Ash (Fraxinus excelsior) is found site-wide, together with occurrences of downy birch (Betula pubescens), bird cherry (Prunus padus), yew (Taxus baccata) and alder (Alnus glutinosa). Beech (Fagus sylvatica) and sycamore (Acer pseudoplatanus) in the woods are thought to survive from a historic management regime. Shrubs found in the woods include hazel (Corylus avellana), holly (Ilex aquifolium) and hawthorn (Crataegus monogyna).

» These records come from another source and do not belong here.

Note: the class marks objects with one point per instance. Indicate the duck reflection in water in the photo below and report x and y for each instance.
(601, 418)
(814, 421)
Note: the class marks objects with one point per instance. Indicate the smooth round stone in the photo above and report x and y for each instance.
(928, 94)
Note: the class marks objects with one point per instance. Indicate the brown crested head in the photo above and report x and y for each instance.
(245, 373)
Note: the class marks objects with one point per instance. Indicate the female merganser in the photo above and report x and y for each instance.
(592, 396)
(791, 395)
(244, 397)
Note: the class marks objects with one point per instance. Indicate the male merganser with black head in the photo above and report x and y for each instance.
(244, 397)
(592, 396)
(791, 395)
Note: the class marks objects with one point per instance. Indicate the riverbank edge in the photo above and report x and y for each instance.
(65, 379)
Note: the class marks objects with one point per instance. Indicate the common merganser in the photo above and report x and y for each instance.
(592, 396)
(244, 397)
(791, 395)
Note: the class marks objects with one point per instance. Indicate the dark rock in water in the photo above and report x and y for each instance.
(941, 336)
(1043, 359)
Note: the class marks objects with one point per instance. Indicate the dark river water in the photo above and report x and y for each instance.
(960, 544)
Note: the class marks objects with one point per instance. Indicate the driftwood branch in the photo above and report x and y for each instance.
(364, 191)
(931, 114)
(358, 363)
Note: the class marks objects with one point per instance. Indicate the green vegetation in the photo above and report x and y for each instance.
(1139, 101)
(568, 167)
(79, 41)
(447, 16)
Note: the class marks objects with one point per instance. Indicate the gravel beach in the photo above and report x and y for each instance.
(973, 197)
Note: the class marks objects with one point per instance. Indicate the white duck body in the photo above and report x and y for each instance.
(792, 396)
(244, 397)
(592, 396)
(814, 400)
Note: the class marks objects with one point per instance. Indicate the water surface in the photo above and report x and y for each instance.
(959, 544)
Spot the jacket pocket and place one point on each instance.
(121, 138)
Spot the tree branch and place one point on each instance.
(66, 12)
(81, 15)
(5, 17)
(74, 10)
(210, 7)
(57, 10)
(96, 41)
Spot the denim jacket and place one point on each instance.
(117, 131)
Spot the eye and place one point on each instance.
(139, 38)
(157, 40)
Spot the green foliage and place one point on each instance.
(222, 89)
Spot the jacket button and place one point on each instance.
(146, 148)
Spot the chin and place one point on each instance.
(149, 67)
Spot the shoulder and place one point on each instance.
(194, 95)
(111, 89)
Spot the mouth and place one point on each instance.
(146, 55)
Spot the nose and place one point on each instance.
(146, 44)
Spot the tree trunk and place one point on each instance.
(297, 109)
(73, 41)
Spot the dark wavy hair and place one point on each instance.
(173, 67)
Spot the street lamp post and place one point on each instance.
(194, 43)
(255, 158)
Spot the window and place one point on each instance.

Rocky outcrops on the site support hard shield-fern (Polystichum aculeatum) and hart’s-tongue (Phyllitis scolopendrium). By contrast, wet flushes on the site support giant fescue (Festuca gigantea), tufted hair-grass (Deschampsia cespitosa), bugle (Ajuga reptans), yellow pimpernel (Lysimachia nemorum) and meadowsweet (Filipendula ulmaria). Dark and damp areas of the woodland give rise to rare lichens such as (Biatorella monasteriensis), (Lobaria laetevirens) and (Leptogium teretiusculum), as well as mosses and ferns including epiphytic polypody (Polypodium vulgare) and oak fern (Gymnocarpium dryopteris).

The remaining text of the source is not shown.